ARM cpu emulation regression on QEMU 4.2.0

Bug #1882123 reported by Hajin Jang
12
This bug affects 2 people
Affects Status Importance Assigned to Milestone
QEMU
Expired
Undecided
Unassigned

Bug Description

[*] Summary

Latest QEMU has an ARM CPU emulation regression.
Regression is reproducible by building any C# project with .NET Core SDK 3.1.300 on Debian 10 armhf guest OS.

Releases affected: QEMU 4.2.0, 5.0.0
Releases not affected: QEMU 4.1.0, QEMU 4.1.1

[*] Detail

.NET Core SDK 3.1 fails to run on Debian 10 emulated by qemu-system-arm.

I occasionally test my C# projects on the virtual armhf/arm64 system emulated by QEMU. MSBuild, a build engine of the .NET Core SDK, crashes on QEMU 4.2.0 or later. The crash only happens when MSBuild tries to do any JIT compiling (dotnet build / dotnet test).

I attached the MSBuild crash logs. MSBuild always crashes with SEHException, which means it tried to call C binary from .NET binary.

I think the ARM CPU emulation regression happened between QEMU 4.1.1 ~ 4.2.0. The issue affects QEMU 4.2.0 and 5.0.0. QEMU 4.1.0, 4.1.1, and real Raspberry Pi 2 are not affected by this issue, and .NET Core SDK works completely fine.

[*] Environment

[Host OS]
Distribution: Linux Mint 19.3 amd64
CPU: AMD Ryzen 5 3600
Kernel: Ubuntu 5.3.0-51-generic

[QEMU Guest OS]
Distribution: Debian 10 Buster armhf
Kernel: Debian 4.19.0-9-armmp-lpae
.NET Core SDK: 3.1.300

[Raspberry Pi 2]
Distribution: Raspberry Pi OS Buster armhf
Kernel: 4.19.118-v7+

[Tested C# Projects]
This is a list of C# projects I have tested on QEMU and RPI2.
- https://github.com/ied206/Joveler.DynLoader
- https://github.com/ied206/Joveler.Compression
- https://github.com/ied206/ManagedWimLib

[QEMU Launch Arguments]
qemu-system-arm \
    -smp 3 -M virt -m 4096 \
    -kernel vmlinuz-4.19.0-9-armmp-lpae \
    -initrd initrd.img-4.19.0-9-armmp-lpae \
    -append "root=/dev/vda2" \
    -drive if=none,file=debian_arm.qcow2,format=qcow2,id=hd \
    -device virtio-blk-device,drive=hd \
    -netdev user,id=mynet,hostfwd=tcp::<PORT>-:22 \
    -device virtio-net-device,netdev=mynet \
    -device virtio-rng-device

[QEMU Configure Arguments]
./configure --enable-spice --enable-gtk --enable-vnc-jpeg --enable-vnc-png --enable-avx2 --enable-libusb --enable-opengl --enable-virglrenderer --enable-kvm --enable-system --enable-modules --audio-drv-list=pa

Revision history for this message
Hajin Jang (joveler) wrote :
description: updated
Hajin Jang (joveler)
description: updated
description: updated
Revision history for this message
Hajin Jang (joveler) wrote :

I have tested 4.2.0 release candidate versions to pinpoint which commit caused the regression.

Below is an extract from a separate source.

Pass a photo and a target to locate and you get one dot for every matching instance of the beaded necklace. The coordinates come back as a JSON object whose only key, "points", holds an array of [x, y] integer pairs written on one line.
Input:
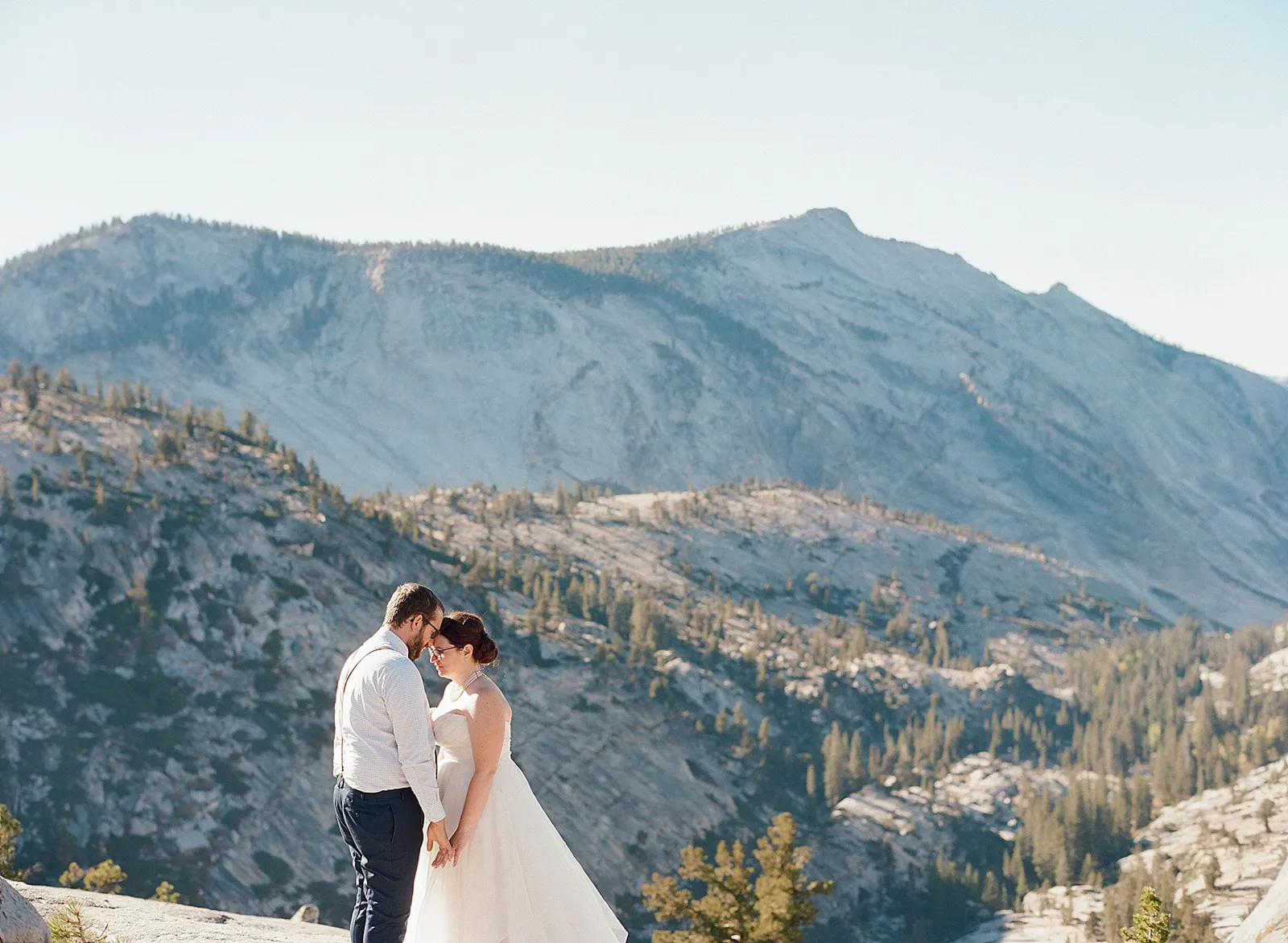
{"points": [[460, 688]]}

- 4.2.0-rc2: Same with 4.2.0, dotnet command crashes with SEHException.
- 4.2.0-rc0, 4.2.0-rc1: Launching dotnet command with any argument crashes with illegal hardware instruction message.

$ dotnet build
[1] 658 illegal hardware instruction dotnet build
$ dotnet --version
[1] 689 illegal hardware instruction dotnet --version

So the issue is affected by some commits pushed between 4.1.0 ~ 4.2.0-rc0 and 4.2.0-rc1 ~ 4.2.0-rc2 period.

Revision history for this message
Peter Maydell (pmaydell) wrote :

Could you try current head of git as well please, just in case it's a bug we've already fixed since 5.0? Thanks!

Revision history for this message
Hajin Jang (joveler) wrote :

I pinpointed the exact commits which affected the regression.

[QEMU 4.2.0-rc0 : illegal hardware instruction]
- Introduced in commit af28822
https://github.com/qemu/qemu/commit/af2882289951e58363d714afd16f80050685fa29
The commit affected LDREX/STREX translation, and broke dotnet command from .NET Core SDK.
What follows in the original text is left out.